Mary Costello

An interview with Mary Costello

by Elizabeth Rose Murray  (originally posted on Cork International Short Story Festival 2011 blog)

As a writer, and a reader, what attracts you to the short story?

As a reader I like the contained feel of a short story. I like to be taken into a character’s head, experience some small almost imperceptible shift in their being. I like to be quietly and subtly disarmed. The best short stories have a purity that both seduces and reduces the reader.

I kind of stumbled into the short story form. At 22 the need to write began to gnaw. The short story seemed like the quickest access route to something, the imagination probably.  Richard Ford says that he wrote his first story ‘because lived life somehow wasn’t enough, in some way didn’t hit the last note convincingly and was too quickly gone.’

What challenges did you have to overcome when putting together your collection, to be published by The Stinging Fly early next year?

Oh, trying to hit that last note, I suppose. In each story, in each rewrite, you’re straining for it and you think you’re close but like a mirage in the desert it’s always just that little bit further off. You’re writing towards it, to hold it and keep it. So the greatest challenge in getting the collection together was knowing when to stop tweaking.  Unlike other writers I never got to the point where I inserted a comma and then, in the next draft, removed it. I might well turn up at the printer’s door pleading to be let in and change one more word an hour before it goes to press!

Short stories are often overlooked as a genre – from curriculum reading lists to publishing opportunities. Why do you think this is?

Yes, considering Ireland has such a strong tradition and is so highly regarded in the form it is quite baffling that short stories are so rarely prescribed reading at all three levels in the education system. I don’t know why that is, apart from a certain blindness perhaps, and the perception that only writers read short stories.

What would you say was the most exciting event in your writing career so far and what would you like to achieve in the future?

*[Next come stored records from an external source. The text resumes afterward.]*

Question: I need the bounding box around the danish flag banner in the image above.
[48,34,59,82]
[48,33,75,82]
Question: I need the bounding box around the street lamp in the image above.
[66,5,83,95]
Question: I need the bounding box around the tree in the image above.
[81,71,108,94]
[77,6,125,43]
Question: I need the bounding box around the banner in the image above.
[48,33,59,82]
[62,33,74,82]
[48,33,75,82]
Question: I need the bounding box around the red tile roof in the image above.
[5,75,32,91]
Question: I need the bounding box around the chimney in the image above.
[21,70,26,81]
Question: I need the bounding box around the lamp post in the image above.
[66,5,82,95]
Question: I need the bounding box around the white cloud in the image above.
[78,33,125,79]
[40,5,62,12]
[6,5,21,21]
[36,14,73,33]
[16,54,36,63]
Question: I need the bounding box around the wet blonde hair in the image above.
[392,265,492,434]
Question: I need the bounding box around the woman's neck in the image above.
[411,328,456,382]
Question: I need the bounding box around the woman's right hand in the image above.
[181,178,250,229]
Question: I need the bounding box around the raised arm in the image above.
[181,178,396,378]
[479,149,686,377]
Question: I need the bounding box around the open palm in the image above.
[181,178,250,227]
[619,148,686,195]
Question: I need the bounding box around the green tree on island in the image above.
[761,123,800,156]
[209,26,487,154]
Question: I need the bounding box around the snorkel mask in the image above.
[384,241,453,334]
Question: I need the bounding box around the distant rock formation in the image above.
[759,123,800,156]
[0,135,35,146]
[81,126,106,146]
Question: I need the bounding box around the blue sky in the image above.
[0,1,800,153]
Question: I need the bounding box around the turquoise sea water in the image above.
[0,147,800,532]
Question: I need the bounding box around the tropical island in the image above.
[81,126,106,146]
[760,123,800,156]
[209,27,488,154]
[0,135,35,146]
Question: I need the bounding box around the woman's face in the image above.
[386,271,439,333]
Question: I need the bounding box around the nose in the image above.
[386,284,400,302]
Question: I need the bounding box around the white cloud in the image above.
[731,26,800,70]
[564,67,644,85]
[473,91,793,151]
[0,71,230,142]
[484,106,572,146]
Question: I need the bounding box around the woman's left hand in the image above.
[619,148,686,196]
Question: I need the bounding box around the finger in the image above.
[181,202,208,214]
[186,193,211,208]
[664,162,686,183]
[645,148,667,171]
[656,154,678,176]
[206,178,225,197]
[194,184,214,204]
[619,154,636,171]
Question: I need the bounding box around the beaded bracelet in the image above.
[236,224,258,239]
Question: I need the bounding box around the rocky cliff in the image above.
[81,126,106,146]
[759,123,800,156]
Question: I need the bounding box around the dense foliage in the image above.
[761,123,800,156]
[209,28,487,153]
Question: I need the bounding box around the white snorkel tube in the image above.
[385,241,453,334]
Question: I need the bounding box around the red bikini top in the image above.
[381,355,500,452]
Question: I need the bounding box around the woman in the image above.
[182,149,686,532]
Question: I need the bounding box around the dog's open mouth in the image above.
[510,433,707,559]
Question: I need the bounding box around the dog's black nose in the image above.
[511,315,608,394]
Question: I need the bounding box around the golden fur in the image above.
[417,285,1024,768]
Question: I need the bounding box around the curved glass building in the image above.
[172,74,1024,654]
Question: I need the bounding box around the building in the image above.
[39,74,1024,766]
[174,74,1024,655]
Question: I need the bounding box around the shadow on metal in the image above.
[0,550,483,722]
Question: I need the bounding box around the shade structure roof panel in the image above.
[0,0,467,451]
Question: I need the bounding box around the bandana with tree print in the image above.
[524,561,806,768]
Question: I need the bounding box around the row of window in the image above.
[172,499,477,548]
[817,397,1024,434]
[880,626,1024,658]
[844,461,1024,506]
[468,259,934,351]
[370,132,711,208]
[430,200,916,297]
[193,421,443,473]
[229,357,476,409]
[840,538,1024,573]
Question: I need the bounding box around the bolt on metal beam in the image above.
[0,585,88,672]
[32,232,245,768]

Naturally, having The Stinging Fly Press offer to publish my first collection- a great thrill. These days short story writers have almost given up hope of publishing collections- I know I had. Most move onto writing novels because the novel appears to offer the best chance of getting published. I do have a draft of a novel written but I continue to write stories. I can’t not- I’m addicted. The future? Just to keep writing.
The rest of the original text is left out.